A BBC Radio 4 contemporary thriller in two parts, set in England in Nigeria, with the extractive curse at the heart of the plot.
Listened to this last night. It was Good. Tune in to part 2 - next friday
'Listened to this last night. It was Good. Tune in to part 2 - next friday'Nonsense. This is one of those plays that will appeal to its audience (radio 4's self righteous middle england), but it lacked authenticity and sounded completely stupid to me (a Nigerian). It refers to the 'British Embassy' in Abuja, not once, not twice! Makes you wonder, If a script writer can't even make 'British' bit of the story more true to life, how much more misleading will he/she make the Nigerian side of it?The story is filled with the classic 'White Middle class' guilt - How sad it is that the intelligent Brits (Oil majors) have exploited the helplessly unsuspecting locals. Nonsense.But I have to say it works as a radio play, if I wasnt Nigerian to notice the inaccuracies, i'd probably enjoy it more. Not looking forward to part II.

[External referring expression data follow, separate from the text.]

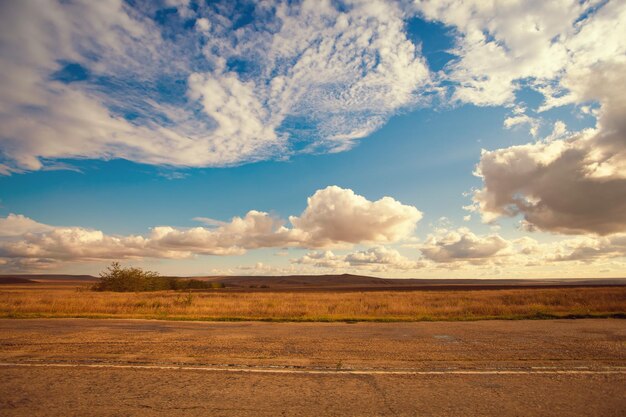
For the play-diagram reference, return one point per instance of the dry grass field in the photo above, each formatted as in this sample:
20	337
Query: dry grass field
24	301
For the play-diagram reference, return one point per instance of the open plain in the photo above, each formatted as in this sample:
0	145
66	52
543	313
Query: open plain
59	367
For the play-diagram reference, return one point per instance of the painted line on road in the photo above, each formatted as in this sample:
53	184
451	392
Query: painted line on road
601	371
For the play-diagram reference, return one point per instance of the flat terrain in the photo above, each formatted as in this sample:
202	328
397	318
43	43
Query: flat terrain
63	300
65	367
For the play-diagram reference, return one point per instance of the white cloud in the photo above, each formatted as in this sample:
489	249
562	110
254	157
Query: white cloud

... anonymous ... do step back from your typically defensive nigerian reaction ... There are deep issues in the Niger Delta ... listen, think, enquire and act ... if this play can't force you as a Nigerian to delve slightly deeper into one of the more serious issues currently affecting Nigeria I wonder what will. The Niger Delta is one of the worlds largest wetlands, this vast and delicate resource has been devasted to extract hydrocarbons that ordinary Nigerians aren't even sure they'll get regularly. Let's not talk about the endemic corruption, the decay in society, the HUGE gap between rich and poor ... Open your eyes, listen, think, enquire and do start to act.
Was I the only one suffering some Déjà vu?The story has so many parallels with John le Carré's The Constant Gardener, I would call it plagiarism.Interesting twist on the story though...
Oguru, who's fault is it exactly that the delta has been "devastated"? The oil coys? The West? The FG? During Alami's (former Bayelsa governor) trial, some of these groups which claim to fight for the rights of the improvished Niger Delta people demanded his release despite the overwhelming evidence against him. Instead of his supposed brothers/kinsmen to condemn his act and condemn his arrest & trial they were calling it a witch-hunt. It may genuinely have been that the powers-that-be had an axe to grind but he did steal. And then yet another civilian group, the Ijaw Monitoring Group applauded his release! Also, the Rivers state government own(ed?) a considerable stake in MTN. We all know how much these mobile network operators make a killing as do most big businesses in Nigeria. Yet what has the Rivers SG done with its proceeds from the venture. In October, MTN SA increased its stake in MTN Nigeria by buying shares from a certain shareholder. Though the name of the shareholder was never revealed I don't think that it is a coincidence that the sale occured around the time that governors were gearing up for 2007 elections.A similar situation arises with Delta SG which own(ed?) a piece in Vmobile. Did Delta govt sell part of the its stake during the take over by Celtel? And what did Ibori do with the dividends?The fact is that virtually every part of Nigeria has a problem or has been wronged and we are own worst enemies. Of course, that doesn't make the sad state of the Niger Delta right. The point is the whole body is sick and it is not the head, legs or any other body part coming together to gang up on the belly!